The decline policy is connected with the engagement, too. It’s about removing the recipients who did not engage with your emails within a certain amount of time (60 days, 90 days, etc.) from your list. You should do it once a year.
Here are the tools I would recommend to use for your reputation and brand monitoring.
- Senderscore.org. It is run by Return Path. The score ranks from 0 to 100, 100 being the best. It tells you how you’re performing. Typically it’s recommended that you maintain your sender score of 90 or better.
- Senderbase.com. It is run by Cisco and it tells you how your reputation is across all the network providers Cisco manages. The reputation score is grouped into Good, Neutral, and Poor.
Good mean that little or no threat activity has been observed from your IP address or domain. Your email or Web traffic is not likely to be filtered or blocked.
Neutral means that your IP address or domain is within acceptable parameters.

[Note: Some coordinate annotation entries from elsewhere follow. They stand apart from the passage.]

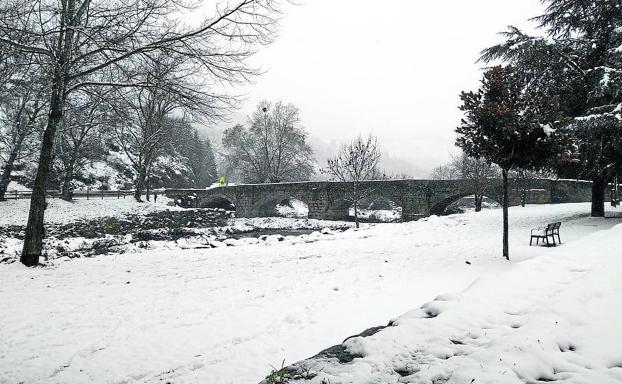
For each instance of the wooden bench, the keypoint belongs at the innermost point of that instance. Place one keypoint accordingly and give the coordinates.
(550, 231)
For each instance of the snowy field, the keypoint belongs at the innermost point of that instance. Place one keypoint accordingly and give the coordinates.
(15, 212)
(225, 315)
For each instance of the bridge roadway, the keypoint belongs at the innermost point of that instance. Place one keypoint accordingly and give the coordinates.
(328, 200)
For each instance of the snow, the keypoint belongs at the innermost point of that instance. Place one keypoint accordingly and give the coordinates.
(15, 186)
(15, 212)
(553, 318)
(224, 315)
(295, 208)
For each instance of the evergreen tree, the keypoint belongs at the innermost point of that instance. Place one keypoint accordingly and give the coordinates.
(503, 126)
(580, 61)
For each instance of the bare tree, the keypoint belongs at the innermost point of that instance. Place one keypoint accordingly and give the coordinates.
(145, 123)
(524, 180)
(274, 149)
(77, 140)
(356, 162)
(93, 42)
(21, 104)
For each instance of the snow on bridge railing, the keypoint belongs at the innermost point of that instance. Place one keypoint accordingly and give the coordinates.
(78, 194)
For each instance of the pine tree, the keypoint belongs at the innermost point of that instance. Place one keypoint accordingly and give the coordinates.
(504, 126)
(580, 61)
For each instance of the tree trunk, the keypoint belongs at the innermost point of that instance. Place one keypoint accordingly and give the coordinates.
(506, 245)
(66, 192)
(356, 205)
(478, 202)
(598, 197)
(33, 241)
(140, 184)
(6, 173)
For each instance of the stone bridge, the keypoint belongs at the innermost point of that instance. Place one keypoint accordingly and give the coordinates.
(418, 198)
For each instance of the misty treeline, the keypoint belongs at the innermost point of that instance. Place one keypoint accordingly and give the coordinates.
(271, 148)
(484, 178)
(134, 71)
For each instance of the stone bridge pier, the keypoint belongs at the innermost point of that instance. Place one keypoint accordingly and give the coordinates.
(417, 198)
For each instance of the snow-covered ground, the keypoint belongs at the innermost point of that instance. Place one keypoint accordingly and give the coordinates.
(224, 315)
(15, 212)
(555, 318)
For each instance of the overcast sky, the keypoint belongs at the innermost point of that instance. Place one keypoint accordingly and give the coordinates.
(393, 68)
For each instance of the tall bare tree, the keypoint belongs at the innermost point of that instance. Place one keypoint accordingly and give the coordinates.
(22, 101)
(356, 162)
(77, 141)
(480, 176)
(273, 149)
(93, 42)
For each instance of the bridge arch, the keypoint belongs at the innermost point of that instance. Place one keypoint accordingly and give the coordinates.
(379, 207)
(439, 208)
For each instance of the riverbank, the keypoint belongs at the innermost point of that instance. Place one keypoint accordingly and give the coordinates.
(226, 315)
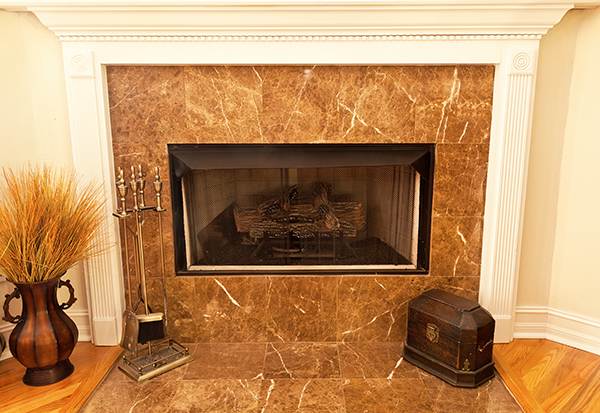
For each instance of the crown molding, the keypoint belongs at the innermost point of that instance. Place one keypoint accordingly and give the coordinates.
(70, 19)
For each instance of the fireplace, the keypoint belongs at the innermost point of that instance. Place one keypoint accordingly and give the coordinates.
(326, 208)
(503, 35)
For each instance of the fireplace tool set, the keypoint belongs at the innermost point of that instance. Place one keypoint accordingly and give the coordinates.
(145, 335)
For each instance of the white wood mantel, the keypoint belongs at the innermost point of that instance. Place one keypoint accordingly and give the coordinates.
(503, 33)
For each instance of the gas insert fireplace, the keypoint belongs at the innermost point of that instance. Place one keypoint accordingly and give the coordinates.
(299, 208)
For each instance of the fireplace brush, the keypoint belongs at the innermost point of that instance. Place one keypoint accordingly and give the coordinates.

However, your email or Web traffic may still be filtered or blocked.
Poor means that a problematic level of threat activity has been observed from your IP address or domain. Your email or Web traffic is likely to be filtered or blocked.

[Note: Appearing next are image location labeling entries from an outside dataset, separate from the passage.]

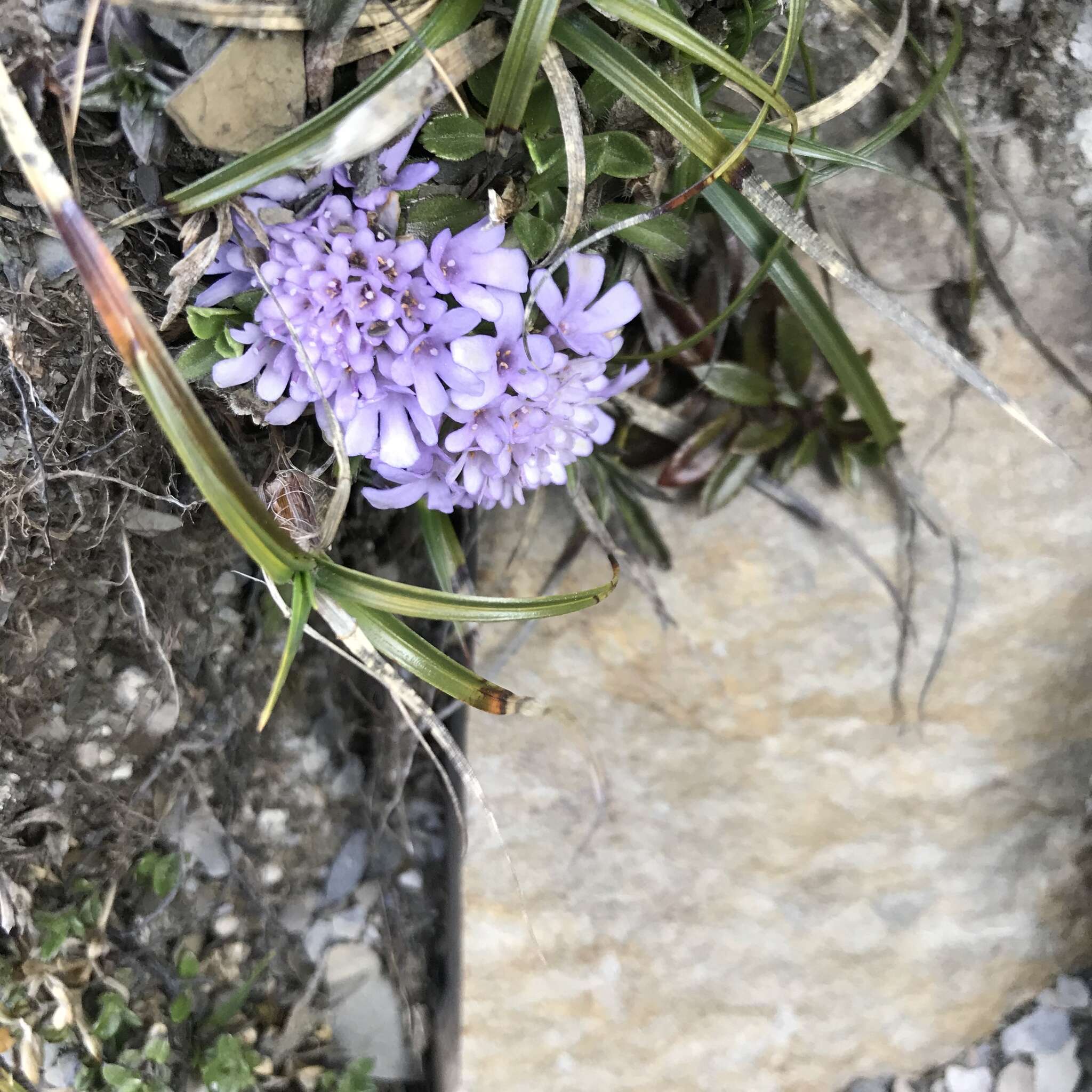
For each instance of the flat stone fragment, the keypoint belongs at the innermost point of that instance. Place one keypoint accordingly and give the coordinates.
(783, 888)
(1043, 1031)
(962, 1079)
(1016, 1077)
(251, 92)
(1059, 1072)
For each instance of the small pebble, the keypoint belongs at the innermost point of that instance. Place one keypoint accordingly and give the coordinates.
(1068, 993)
(226, 926)
(1043, 1031)
(961, 1079)
(272, 875)
(274, 824)
(1016, 1077)
(226, 584)
(1058, 1072)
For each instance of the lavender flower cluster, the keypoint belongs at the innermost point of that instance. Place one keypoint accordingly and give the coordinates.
(388, 327)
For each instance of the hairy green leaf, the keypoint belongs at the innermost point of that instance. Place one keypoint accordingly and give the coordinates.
(519, 69)
(453, 137)
(351, 588)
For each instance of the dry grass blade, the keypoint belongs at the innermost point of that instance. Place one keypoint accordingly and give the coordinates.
(339, 503)
(766, 199)
(565, 93)
(73, 116)
(176, 408)
(384, 34)
(188, 270)
(391, 110)
(247, 14)
(860, 86)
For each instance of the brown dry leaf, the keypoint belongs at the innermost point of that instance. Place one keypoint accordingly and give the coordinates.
(186, 274)
(14, 905)
(30, 1053)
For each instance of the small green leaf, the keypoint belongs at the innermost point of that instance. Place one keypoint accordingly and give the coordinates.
(483, 82)
(208, 322)
(665, 236)
(600, 94)
(226, 346)
(453, 137)
(181, 1007)
(794, 349)
(430, 215)
(806, 452)
(541, 116)
(165, 875)
(189, 966)
(197, 360)
(535, 235)
(157, 1050)
(740, 384)
(626, 155)
(303, 600)
(223, 1013)
(726, 480)
(116, 1076)
(756, 438)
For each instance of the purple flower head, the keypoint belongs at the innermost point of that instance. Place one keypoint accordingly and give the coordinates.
(587, 328)
(503, 360)
(427, 478)
(469, 264)
(427, 364)
(376, 333)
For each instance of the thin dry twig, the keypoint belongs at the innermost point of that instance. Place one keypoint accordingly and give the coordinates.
(146, 628)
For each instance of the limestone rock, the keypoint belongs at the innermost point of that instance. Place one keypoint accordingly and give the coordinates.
(784, 888)
(251, 92)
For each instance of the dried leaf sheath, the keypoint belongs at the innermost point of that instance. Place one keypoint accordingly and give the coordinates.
(199, 446)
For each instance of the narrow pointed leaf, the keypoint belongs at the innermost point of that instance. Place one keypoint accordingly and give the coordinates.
(359, 589)
(534, 19)
(179, 414)
(397, 641)
(302, 601)
(598, 50)
(299, 148)
(444, 549)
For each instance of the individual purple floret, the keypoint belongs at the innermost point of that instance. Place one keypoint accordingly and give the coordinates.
(588, 328)
(420, 353)
(471, 263)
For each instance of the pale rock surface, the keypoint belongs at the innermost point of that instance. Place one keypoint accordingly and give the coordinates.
(1059, 1072)
(1016, 1077)
(784, 889)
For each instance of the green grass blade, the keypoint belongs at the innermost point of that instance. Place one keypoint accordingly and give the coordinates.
(905, 118)
(397, 641)
(303, 600)
(804, 299)
(668, 28)
(293, 150)
(635, 79)
(774, 140)
(179, 414)
(444, 549)
(359, 590)
(519, 70)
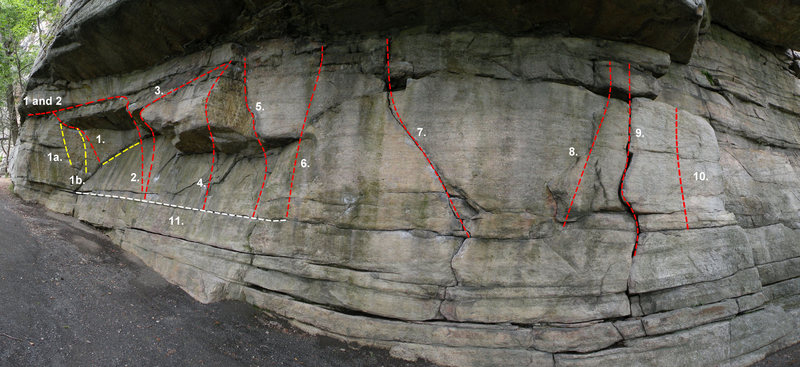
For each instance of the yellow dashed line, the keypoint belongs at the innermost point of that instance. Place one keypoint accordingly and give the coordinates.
(85, 161)
(118, 154)
(65, 143)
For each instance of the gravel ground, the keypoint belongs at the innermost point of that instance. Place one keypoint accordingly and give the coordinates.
(69, 297)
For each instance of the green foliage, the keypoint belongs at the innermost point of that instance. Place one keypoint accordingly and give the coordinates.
(18, 20)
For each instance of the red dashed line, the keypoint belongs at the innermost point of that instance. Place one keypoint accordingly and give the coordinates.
(399, 119)
(305, 119)
(152, 133)
(680, 180)
(247, 104)
(627, 161)
(213, 146)
(144, 186)
(592, 147)
(127, 105)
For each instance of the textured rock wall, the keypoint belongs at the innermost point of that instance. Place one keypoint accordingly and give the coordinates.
(371, 249)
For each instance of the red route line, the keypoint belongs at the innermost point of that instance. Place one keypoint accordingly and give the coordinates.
(627, 161)
(247, 104)
(85, 137)
(153, 157)
(305, 119)
(127, 105)
(400, 119)
(592, 147)
(680, 180)
(213, 146)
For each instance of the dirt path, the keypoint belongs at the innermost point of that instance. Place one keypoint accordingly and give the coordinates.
(69, 297)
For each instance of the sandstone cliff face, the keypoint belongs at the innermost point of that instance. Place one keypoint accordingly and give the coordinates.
(509, 106)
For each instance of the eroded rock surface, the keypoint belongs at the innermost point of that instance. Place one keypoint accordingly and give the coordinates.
(525, 120)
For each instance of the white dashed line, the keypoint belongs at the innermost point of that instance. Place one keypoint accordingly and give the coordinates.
(179, 206)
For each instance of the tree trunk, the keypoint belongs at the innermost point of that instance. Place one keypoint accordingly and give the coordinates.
(11, 105)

- Postmaster.google.com. This is the first time Google has ever offered senders to see their reputation. You can signup, enter your domain name and add the provided TXT record to the DNS configuration to verify your domain. On successful verification, your account will have access to the domain’s data on Google Search Console.
- Postmaster.live.com. Microsoft’s Smart Network Data Services gives you the information about the traffic originating from your IP address such as the volume of sent emails, complaint rates, and spam trap hits.
There is also a three-color scale that lets you know how much of your mail has been filtered by Microsoft. Green means that less than 10% of your messages have been filtered by their technologies. Yellow means that 10-90% have been filtered and red means that 90%+ messages have been filtered.
- GlockApps.com. It is a good place for testing and monitoring sender reputation and email deliverability. It shows your sender score and email spam score, tests your authentication records and email placement at different mailbox providers.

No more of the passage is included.